Intrigues are mounting between Russia's private oil companies and the powerful Transneft pipeline monopoly as the government tries to promote the country's new status as an exporter and a safe place to invest. The disputes have stalled export plans and damaged Russia's image, but President Vladimir Putin has been slow to intervene.
Boston, 18 December 2002 (RFE/RL) -- After months of friction with domestic and foreign oil companies, Russia's pipeline monopoly Transneft now seems to be frustrating government policy on two fronts at once. The state-owned operator of Russia's vast oil network has been resisting government plans for boosting exports to the United States and China as it fights to maintain control over oil transit in both the west and the east.
The twin disputes have raised a familiar question about the nature of power in Russia and who wields it. While President Vladimir Putin has ultimate authority, energy monopolies like Transneft and Gazprom often act on their own.
Last week, the industry newsletter "Petroleum Argus" suggested that Putin's patience may finally be running out. Although Transneft's well-connected chief executive Semen Vainshtok usually has no trouble gaining access to the top levels of government, he has been unable to get an audience with Putin since October, the newsletter said. But it is unclear whether Putin is showing anger, shunning a showdown, or simply trying to figure out what to do with Transneft and the energy empire it controls.
In the northwest, Transneft is opposing a project to build a pipeline and oil terminal at the arctic port of Murmansk that has become a major part of the energy partnership with the United States, declared at a Moscow summit with U.S. President George W. Bush last May.
Five private Russian oil companies have pledged to back the $4.5 billion plan to boost oil exports to the U.S. market. But Transneft has cast the effort in unflattering terms.

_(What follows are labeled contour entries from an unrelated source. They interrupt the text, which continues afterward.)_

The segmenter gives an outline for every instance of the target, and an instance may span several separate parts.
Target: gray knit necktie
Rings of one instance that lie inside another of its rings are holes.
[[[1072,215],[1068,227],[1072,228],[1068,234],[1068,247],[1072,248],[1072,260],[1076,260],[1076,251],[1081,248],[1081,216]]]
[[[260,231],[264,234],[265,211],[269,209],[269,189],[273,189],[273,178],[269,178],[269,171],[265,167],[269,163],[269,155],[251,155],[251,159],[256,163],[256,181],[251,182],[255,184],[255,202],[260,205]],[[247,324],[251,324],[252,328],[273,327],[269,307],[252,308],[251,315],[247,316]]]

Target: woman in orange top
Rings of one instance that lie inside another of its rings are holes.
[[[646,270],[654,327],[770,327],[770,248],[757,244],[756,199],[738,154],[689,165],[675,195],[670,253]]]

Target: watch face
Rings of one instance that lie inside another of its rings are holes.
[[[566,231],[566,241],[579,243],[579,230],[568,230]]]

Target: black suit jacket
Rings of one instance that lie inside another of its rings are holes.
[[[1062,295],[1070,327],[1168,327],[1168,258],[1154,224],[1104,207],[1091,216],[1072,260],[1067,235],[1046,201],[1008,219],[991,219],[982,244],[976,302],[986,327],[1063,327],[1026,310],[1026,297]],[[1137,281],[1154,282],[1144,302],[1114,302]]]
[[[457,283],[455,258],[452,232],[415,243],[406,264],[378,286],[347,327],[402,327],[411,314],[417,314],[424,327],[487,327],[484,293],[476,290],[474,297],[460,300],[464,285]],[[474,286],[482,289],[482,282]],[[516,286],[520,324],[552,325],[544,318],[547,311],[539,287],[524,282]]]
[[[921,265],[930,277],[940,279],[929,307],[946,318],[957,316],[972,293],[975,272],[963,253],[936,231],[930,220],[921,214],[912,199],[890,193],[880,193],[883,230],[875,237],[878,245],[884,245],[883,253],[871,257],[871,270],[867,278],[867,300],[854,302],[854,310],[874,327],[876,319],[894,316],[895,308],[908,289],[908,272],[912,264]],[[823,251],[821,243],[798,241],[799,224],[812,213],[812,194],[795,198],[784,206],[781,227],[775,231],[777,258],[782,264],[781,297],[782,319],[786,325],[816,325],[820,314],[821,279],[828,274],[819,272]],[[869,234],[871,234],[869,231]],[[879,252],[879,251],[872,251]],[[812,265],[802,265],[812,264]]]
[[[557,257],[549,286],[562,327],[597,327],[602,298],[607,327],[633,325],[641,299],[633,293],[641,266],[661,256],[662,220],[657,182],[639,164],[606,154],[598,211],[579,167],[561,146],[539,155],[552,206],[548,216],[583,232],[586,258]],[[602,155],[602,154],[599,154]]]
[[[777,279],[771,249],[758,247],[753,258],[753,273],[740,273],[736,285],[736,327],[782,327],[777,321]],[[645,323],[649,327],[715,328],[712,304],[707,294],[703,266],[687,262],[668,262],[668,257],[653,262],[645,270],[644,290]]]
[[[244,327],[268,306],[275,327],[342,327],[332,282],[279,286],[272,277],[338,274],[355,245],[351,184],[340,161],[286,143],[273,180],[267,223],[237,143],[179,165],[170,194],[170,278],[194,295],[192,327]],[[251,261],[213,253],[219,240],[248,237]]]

This week, "Asia Times Online" quoted Transneft Vice President Sergei Grigoriev as saying: "If the oil companies have the money for the project, let them build it. However, we doubt that they will build a pipeline cheaper and better than Transneft can." He added: "I'm sure that the oil companies can count their own money. While they are optimistic about the project now, they may change their minds later when they realize what it will cost."
Transneft's biggest problem with the project is that it does not control it. Although the oil companies have considered a role for the monopoly as either the "state agent" or operator, they are wary that it would then try to raise tariffs and kill its profitability. Instead, Transneft has been backing a competing outlet at the port of Primorsk on the Gulf of Finland for exports to Europe.
In September, Transneft launched a project to increase the capacity of its Baltic Pipeline System to Primorsk from 240,000 to 360,000 barrels per day. This week, it submitted plans to raise it further to 600,000 barrels. According to "Petroleum Argus," the goal is to reach 1 million barrels per day. Vainshtok has said the expansions would "ruin" the Murmansk project, since Russia does not have enough oil for both ports.
To the east, Transneft is also playing havoc with plans for a 2,400-kilometer pipeline from Siberian fields near Angarsk to China's oil center at Daqing, which would be the first between the two countries. The issues and the adversaries are much the same.
Yukos wants to build the $1.7 billion line to China, which has been backed by Putin and Chinese leaders at a series of summits. But Vainshtok has argued that Russia should not rely on the Chinese market alone, any more than it should invest in exporting to the United States. Instead, Transneft has pressed the government to support a $6 billion line to the Far East port of Nakhodka that could ship Russia's oil elsewhere.
"Petroleum Argus" said that if Vainshtok fails to persuade Putin to accept the plan, it will propose an alternate northern route for China that could raise costs to prohibitive levels. Putin may be trying to make his decision before being subjected to such intrigues.
But the newsletter argues that Transneft has been the target of similar strategies. Following Vainshtok's resistance on the China plan, LUKoil President Vagit Alekperov reportedly came up with the idea for the Murmansk initiative. Alekperov is said to have calculated that Putin would support exports to the United States while Vainshtok would oppose them. "Petroleum Argus" said the plan was to deliberately put the two at odds.
In an editorial, the newsletter wrote, "The proposal is a deliberate effort to break the Transneft monopoly, say sources at the firms that have signed up for it." If that is the case, Putin may have good reason for delaying a meeting, since the government wants to keep some control over the oil companies.
Meanwhile, Transneft's campaign to punish Latvia's port of Ventspils by withholding oil as part of a takeover struggle for the facility has slowed Russia's exports, deepening a domestic glut that has driven prices down to $5 per barrel. The problem may only fuel more strategies to curb Transneft's power.
For foreign companies, the struggles are only a symptom of the same kind of trouble they have been having with oil exports from Kazakhstan. The companies have been fighting a plan by Russia's Federal Energy Commission to raise tariffs on the Russian portion of a $2.5 billion pipeline from Kazakhstan's Tengiz oil field to the Black Sea, which opened last December. The commission would list the pipeline on Russia's monopoly register as a way to hike fees.
The series of problems comes as Russia is trying to raise its status both as an oil exporter and as a safe place for investment. But Putin's delay in facing the squabbles has only made matters worse.